No ano passado, segundo levantamento da Federação Nacional dos Jornalistas, o presidente da República atacou a imprensa 116 vezes em postagens nas suas redes sociais, pronunciamentos e entrevistas. Um ataque a cada 3 dias.
Querem exemplos? “É só você fazer cocô dia sim, dia não.” “Você está falando da tua mãe?” “Você tem uma cara de homossexual terrível.” “Pergunta pra tua mãe o comprovante que ela deu para o teu pai.”
É dessa forma chula e rasteira que o presidente da República, a maior autoridade do país, costuma responder aos jornalistas. Seus xingamentos tentam desviar a atenção das respostas que ele ainda deve à sociedade. Nos casos citados, explicações sobre o retrocesso da preservação ambiental no país, sobre os depósitos do ex-assessor Fabrício Queiroz na conta da hoje primeira-dama, sobre o esquema da “rachadinha” de salários no gabinete do filho hoje senador, sobre o envolvimento da família presidencial com milicianos.

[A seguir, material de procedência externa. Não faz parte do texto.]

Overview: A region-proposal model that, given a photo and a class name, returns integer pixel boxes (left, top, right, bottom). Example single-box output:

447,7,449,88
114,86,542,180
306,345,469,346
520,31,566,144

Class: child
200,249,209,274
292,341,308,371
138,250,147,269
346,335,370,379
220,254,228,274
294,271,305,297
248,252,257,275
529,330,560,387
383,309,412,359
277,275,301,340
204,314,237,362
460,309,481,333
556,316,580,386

O presidente das fake news, que bate na imprensa cada vez que ela informa um fato negativo sobre ele e seu governo, é o mesmo que deu 608 declarações falsas ou distorcidas – quase duas por dia – ao longo de 2019.
O levantamento é da agência de checagem Aos Fatos. Querem exemplos? “O Brasil é o país que mais preserva o meio ambiente no mundo.” “Leonardo Di Caprio tá dando dinheiro pra tacar fogo na Amazônia.” “O Brasil é o país que menos usa agrotóxicos.” “Falar que se passa fome no Brasil é uma grande mentira.” “Nunca teve ditadura no Brasil.”
Em 2020, depois de completar um ano de mandato com resultados pífios na economia e desastrosos na educação, na cultura, na saúde e na assistência social, o presidente não serenou. Redobrou os ataques à imprensa. Aplicou o duplo sentido mais tosco à expressão jornalística “furo” para caluniar a repórter que denunciou a manipulação massiva do WhatsApp na campanha eleitoral. Atacou outra jornalista, mentindo descaradamente, para negar a revelação de que compartilhou vídeos insuflando manifestações contra o Congresso e o STF.
E segue promovendo o boicote à imprensa, com exceção daqueles que aproveitam o negócio de ocasião para vender subserviência e silêncios estratégicos.
Aos veículos que não se dobram ao seu despotismo, o presidente da República impinge pessoalmente retaliações financeiras diretas, pressão sobre anunciantes e difamação de seus profissionais.
Pratica, enfim, toda sorte de manobras sórdidas para tentar asfixiar o jornalismo e alienar a população dos fatos. E já nem se preocupa em disfarçar suas intenções. Querem um último exemplo? Declaração de 6 de janeiro deste ano, dita pelo presidente aos jornalistas “Vocês são uma raça em extinção”.
Não, presidente, não somos uma raça em extinção. Ao contrário. Somos uma raça cada dia mais forte, mais unida, mais corajosa, mais consciente. Basta olhar para estes 21 novos jornalistas que estamos formando hoje. Basta ler os dizeres na camiseta deles: “Não existe democracia sem jornalismo”.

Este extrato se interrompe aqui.